The program had recently developed an on-line model of support, to supplement their traditional on-site support model, but wasn’t sure if they should take it to scale. They wanted to base their decision on evaluation results. Therefore, we proposed a rigorous randomized study comparing these two different types of support.

The problem was, two years in, the program’s revenue was shrinking and they had to start using the on-line support program, because it was more cost effective. They could not wait for the results of the evaluation to make their decision. In short, the program did not need us anymore.

We knew their decision was made, but we hoped that the study results could still be useful to other programs. We needed to make some changes so that it would be relevant to a broader audience.  We had two groups – less and more intensive support. If we could expand this, by adding a no-support arm, and an even more intensive arm, the results could be relevant to all kinds of programs.
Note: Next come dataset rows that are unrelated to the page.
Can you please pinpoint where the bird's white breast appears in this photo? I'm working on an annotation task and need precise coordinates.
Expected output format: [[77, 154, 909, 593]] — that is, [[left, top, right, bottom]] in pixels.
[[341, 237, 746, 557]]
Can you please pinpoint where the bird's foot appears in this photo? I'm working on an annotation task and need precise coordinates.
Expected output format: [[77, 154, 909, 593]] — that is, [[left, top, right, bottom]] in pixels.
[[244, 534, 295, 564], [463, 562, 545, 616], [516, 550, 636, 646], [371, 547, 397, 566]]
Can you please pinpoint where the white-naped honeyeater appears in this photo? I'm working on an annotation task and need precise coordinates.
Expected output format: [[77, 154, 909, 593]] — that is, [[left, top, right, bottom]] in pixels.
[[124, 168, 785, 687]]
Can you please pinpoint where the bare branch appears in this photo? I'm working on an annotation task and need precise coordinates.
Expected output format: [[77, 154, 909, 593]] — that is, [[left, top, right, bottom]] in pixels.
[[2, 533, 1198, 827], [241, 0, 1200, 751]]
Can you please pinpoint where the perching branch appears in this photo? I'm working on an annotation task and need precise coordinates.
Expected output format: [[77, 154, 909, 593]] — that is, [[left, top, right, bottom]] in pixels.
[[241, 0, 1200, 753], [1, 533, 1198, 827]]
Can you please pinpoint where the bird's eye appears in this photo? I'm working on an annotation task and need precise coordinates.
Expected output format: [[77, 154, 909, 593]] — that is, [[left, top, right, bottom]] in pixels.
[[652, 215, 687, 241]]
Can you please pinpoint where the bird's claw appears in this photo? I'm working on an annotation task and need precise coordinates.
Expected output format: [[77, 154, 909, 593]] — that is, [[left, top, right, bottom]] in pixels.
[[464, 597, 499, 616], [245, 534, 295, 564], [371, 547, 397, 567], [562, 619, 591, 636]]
So we developed a continuum of support intensity, from no support (new arm), low support (on-line model), moderate support (on-site support) and a new high intensity model of on-site support (new arm).

But where were we going to find these extra schools?   

We knew that schools implementing the program were only a small portion of the universe of schools completing the CDC instrument. The CDC could therefore provide outcome data for matched schools not participating in the program.

 

We also knew that another study of the program was being conducted and was using the same outcome as us. The support was provided in person by program manages with lower caseloads and more time onsite than the moderate support group(M2) from the original design. The other research group could provide outcome data for matched schools receiving a more intensive version of support

But What About the Methodology?

The question is how to add these new groups while retaining the rigor of the original design. While our original schools were randomized into groups, the new schools can only be matched to the randomized pairs. So we are mixing a quasi-experimental design (QED) into an RCT. What does this mean, practically speaking? Well, we have to think about all the possible comparisons.

The original L1/M2 comparison is unchanged and maintains the highest level of internal reliability – because both groups of schools were randomly assigned.  All of the other possible contrasts are still internally reliable, although to a slightly lesser the extent – because they now involved matched schools instead of randomly assigned schools. 

Implications for Evaluators

This study illustrates a common danger of longitudinal designs - they just takes too long in the policy world and programs are typically in flux. But the funder supported efforts to expand the focus beyond the specific program to one that would have broader applicability. This resulted in a hybrid design that still maintained sufficient rigor to respond to broad policy questions. Flexibility in the evaluation can still save an RCT, and this mixed QED-RCT design can help!